Du côté de la gauche et des travaillistes

L'opposition travailliste, désormais dirigée par « M. anti-Corbyn », Keir Starmer, a parlé d’un maigre accord, mais les dirigeants ont décidé que la bataille est terminée et ont décidé de voter en faveur de l'accord au Parlement. L'accord ne répond à aucun des critères établis par Starmer lorsqu'il était en charge du dossier du Brexit sous Corbyn. Mais il est déterminé à reconquérir les électeurEs du « mur rouge », c'est-à-dire les anciens partisans du Parti travailliste qui sont passés aux conservateurs lors des dernières élections, principalement dans les Midlands et le Nord.
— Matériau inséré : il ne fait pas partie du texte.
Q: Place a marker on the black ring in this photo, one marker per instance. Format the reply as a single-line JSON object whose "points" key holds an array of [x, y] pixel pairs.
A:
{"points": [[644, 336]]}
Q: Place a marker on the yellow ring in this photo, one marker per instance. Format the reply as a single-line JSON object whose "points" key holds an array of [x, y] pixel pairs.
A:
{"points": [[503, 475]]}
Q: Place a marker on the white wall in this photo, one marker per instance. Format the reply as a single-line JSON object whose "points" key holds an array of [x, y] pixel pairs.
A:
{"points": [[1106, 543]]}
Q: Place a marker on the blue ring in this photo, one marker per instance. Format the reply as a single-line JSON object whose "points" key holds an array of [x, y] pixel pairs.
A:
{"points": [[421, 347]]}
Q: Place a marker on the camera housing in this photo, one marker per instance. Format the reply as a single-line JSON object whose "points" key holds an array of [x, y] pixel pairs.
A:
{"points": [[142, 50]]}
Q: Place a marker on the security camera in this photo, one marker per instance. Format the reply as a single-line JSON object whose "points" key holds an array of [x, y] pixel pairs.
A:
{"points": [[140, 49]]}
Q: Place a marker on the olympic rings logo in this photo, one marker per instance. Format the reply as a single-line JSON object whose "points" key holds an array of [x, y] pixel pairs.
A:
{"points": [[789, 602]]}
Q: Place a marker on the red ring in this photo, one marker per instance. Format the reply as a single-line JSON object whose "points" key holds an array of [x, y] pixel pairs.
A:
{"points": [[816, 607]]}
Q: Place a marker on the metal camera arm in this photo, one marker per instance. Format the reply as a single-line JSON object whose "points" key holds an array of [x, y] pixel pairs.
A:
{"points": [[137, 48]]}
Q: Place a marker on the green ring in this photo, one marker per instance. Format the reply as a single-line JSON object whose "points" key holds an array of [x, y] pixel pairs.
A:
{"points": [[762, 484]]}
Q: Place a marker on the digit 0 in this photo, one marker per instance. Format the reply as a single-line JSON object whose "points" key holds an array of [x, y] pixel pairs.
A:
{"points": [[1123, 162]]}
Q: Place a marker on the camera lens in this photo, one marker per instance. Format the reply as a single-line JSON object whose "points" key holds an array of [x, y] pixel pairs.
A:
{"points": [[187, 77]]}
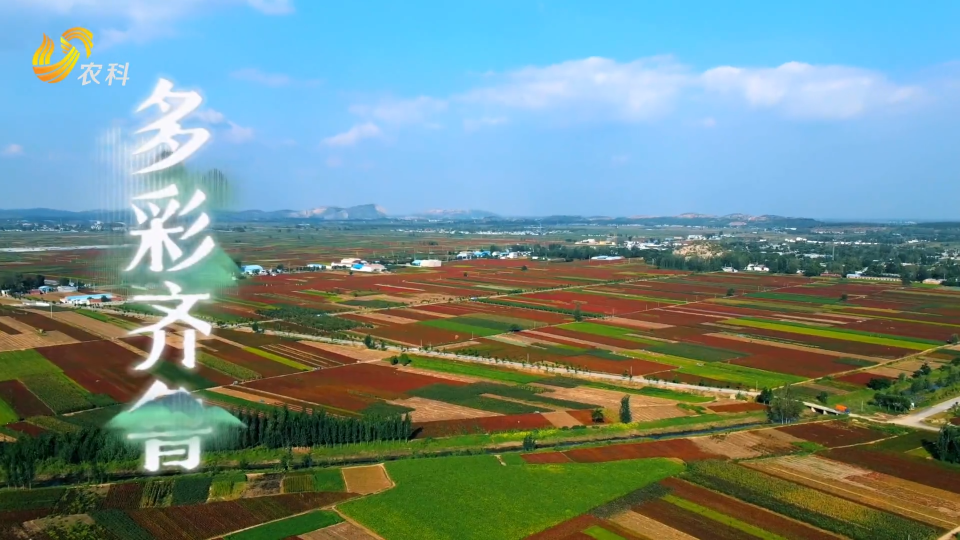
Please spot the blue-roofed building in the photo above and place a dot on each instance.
(80, 299)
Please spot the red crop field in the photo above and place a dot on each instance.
(9, 331)
(832, 434)
(678, 448)
(15, 394)
(861, 378)
(101, 367)
(546, 457)
(737, 407)
(123, 496)
(920, 470)
(593, 338)
(900, 328)
(744, 512)
(490, 424)
(351, 387)
(689, 522)
(25, 427)
(572, 530)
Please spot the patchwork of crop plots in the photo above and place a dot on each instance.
(779, 493)
(192, 507)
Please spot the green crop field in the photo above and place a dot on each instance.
(731, 373)
(696, 352)
(833, 333)
(607, 330)
(477, 498)
(18, 364)
(463, 329)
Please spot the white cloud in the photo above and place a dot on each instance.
(402, 111)
(594, 86)
(261, 77)
(354, 135)
(473, 124)
(272, 7)
(12, 150)
(210, 116)
(140, 21)
(232, 132)
(801, 90)
(238, 134)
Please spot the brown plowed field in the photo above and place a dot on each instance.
(843, 480)
(249, 360)
(573, 530)
(428, 410)
(689, 522)
(651, 527)
(366, 480)
(361, 354)
(561, 419)
(490, 424)
(683, 449)
(833, 434)
(746, 513)
(542, 458)
(747, 444)
(44, 322)
(921, 471)
(340, 531)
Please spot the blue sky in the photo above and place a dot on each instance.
(821, 109)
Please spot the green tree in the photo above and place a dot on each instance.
(626, 416)
(529, 442)
(948, 444)
(784, 406)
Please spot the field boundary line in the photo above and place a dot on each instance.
(852, 496)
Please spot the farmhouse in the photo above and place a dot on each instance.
(84, 299)
(363, 267)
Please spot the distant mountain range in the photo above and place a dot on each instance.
(373, 212)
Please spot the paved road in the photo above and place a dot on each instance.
(915, 420)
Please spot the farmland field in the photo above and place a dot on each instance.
(430, 496)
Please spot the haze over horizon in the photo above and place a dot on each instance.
(519, 108)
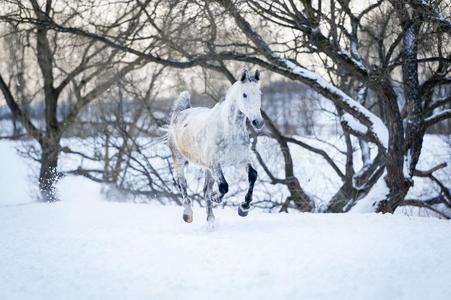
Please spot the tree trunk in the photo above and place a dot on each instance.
(48, 175)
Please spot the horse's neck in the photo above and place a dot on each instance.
(234, 119)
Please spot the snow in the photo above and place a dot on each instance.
(85, 247)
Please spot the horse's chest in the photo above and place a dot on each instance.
(233, 148)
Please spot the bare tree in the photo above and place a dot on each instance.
(79, 66)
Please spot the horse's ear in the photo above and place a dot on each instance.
(257, 75)
(244, 76)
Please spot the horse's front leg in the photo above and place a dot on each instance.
(179, 163)
(221, 187)
(243, 209)
(207, 196)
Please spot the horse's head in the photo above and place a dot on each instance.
(249, 98)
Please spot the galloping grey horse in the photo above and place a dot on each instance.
(213, 138)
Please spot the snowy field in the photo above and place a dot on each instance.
(85, 247)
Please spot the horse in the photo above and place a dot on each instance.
(214, 138)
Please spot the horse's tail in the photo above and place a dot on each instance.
(183, 102)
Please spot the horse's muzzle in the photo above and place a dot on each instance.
(258, 124)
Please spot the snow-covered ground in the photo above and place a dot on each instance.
(85, 247)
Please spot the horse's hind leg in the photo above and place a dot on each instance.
(207, 196)
(179, 163)
(243, 209)
(222, 187)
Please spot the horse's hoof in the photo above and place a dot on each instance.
(216, 197)
(188, 218)
(243, 212)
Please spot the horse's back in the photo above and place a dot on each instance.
(189, 134)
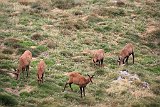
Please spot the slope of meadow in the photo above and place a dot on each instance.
(58, 31)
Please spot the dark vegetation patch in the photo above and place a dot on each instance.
(64, 4)
(8, 100)
(111, 12)
(7, 51)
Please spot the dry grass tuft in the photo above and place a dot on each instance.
(12, 42)
(26, 2)
(7, 51)
(36, 36)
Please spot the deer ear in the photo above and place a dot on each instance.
(15, 69)
(88, 75)
(92, 76)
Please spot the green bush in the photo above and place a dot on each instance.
(63, 4)
(7, 100)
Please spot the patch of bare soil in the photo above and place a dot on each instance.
(127, 82)
(27, 88)
(12, 91)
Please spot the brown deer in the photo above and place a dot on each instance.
(24, 62)
(40, 72)
(125, 53)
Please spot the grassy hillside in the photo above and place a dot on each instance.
(58, 31)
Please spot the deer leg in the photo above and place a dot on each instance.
(23, 70)
(70, 86)
(127, 59)
(27, 69)
(101, 62)
(84, 91)
(81, 91)
(42, 77)
(65, 86)
(38, 78)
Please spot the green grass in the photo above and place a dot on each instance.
(59, 34)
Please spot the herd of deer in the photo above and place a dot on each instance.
(74, 77)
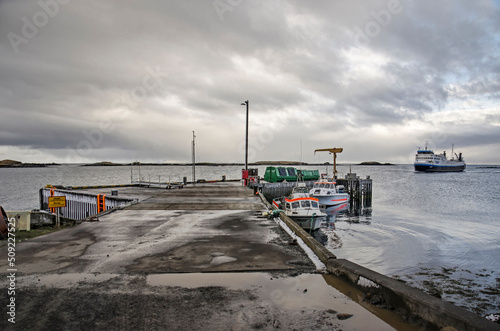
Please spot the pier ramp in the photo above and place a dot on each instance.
(198, 258)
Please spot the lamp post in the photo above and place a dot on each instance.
(246, 137)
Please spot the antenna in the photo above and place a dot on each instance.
(194, 161)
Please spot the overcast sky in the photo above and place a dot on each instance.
(88, 81)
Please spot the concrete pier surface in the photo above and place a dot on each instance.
(198, 258)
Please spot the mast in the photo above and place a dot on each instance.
(194, 161)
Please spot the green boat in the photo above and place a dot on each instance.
(290, 174)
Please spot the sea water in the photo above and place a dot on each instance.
(436, 231)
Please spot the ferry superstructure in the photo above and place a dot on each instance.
(427, 161)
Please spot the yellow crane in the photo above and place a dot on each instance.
(333, 151)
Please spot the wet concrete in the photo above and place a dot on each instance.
(123, 271)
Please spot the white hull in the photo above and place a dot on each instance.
(310, 223)
(332, 200)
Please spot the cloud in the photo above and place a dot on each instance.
(350, 74)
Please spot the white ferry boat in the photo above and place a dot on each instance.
(427, 161)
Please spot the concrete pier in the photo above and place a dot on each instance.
(198, 258)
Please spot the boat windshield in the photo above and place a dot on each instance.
(300, 189)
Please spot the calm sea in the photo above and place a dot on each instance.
(436, 231)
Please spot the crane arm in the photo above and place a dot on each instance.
(331, 150)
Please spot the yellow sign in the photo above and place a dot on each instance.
(57, 202)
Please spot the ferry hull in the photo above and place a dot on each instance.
(435, 168)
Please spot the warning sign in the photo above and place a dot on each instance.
(57, 202)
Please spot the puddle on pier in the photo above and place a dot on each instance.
(303, 292)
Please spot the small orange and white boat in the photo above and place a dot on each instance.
(329, 194)
(302, 208)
Au lieu de les reconquérir par des politiques socialistes et l'internationalisme, il pense que les travaillistes devraient simplement céder et accepter Brexit et l'accord.

Une minorité de la gauche radicale avait plaidé pour un Brexit du peuple (Lexit) et a vu dans le vote « leave » une opportunité pour la gauche, déclarant que cela montrait que les travailleurs s'étaient retournés contre l’establishment qui défendait le « remain ». Cette gauche a sous-estimé ou ignoré l'élément raciste du vote « leave ». Ils ont été gauchistes au sujet du moindre acquis que la législation ou les règlements de l'UE ont établis pour les travailleurs britanniques. Aucune de ces forces n'a été capable d'organiser une campagne ou des manifestations mobilisant un courant Lexit. Aujourd'hui, elles s'écartent de la discussion ou se contentent d'explications de type « Et si… », imaginant qu'il aurait pu y avoir une alternative à un Brexit de droite.

Une coalition de certains députés corbynistes, de militants travaillistes, de syndicalistes et de groupes de gauche a continué à faire campagne pour une réponse internationaliste au Brexit par le biais du collectif « Une autre Europe est possible ».

Crise de l’État britannique

Au total, le Brexit a été un facteur majeur, avec la manière épouvantable dont le gouvernement Johnson a géré la pandémie de Covid, dans la crise constitutionnelle qui se développe dans l'État britannique. Les nationalistes écossais vont probablement remporter une victoire écrasante lors des élections du Parlement écossais en mai, et les sondages montrent déjà des majorités pour la convocation d'un référendum et pour l'indépendance. Au Pays de Galles, on observe également un soutien accru en faveur d'une plus grande indépendance. L'Irlande du Nord fait désormais principalement partie de l'union douanière avec les 26 comtés du Sud, ce qui contribuera aussi objectivement à créer un soutien en faveur d'un vote sur une Irlande unie.

Le Brexit était déjà un cauchemar pour l'État impérialiste britannique et les secteurs dominants du capital n'en ont jamais eu envie. Les contradictions supplémentaires de la pandémie de Covid et la crise de l’union [britannique] pourraient les conduire à chercher des alternatives à l'équipe Johnson au sein du parti conservateur, ou même à passer à un parti travailliste modéré, pro-business, dirigé par Starmer.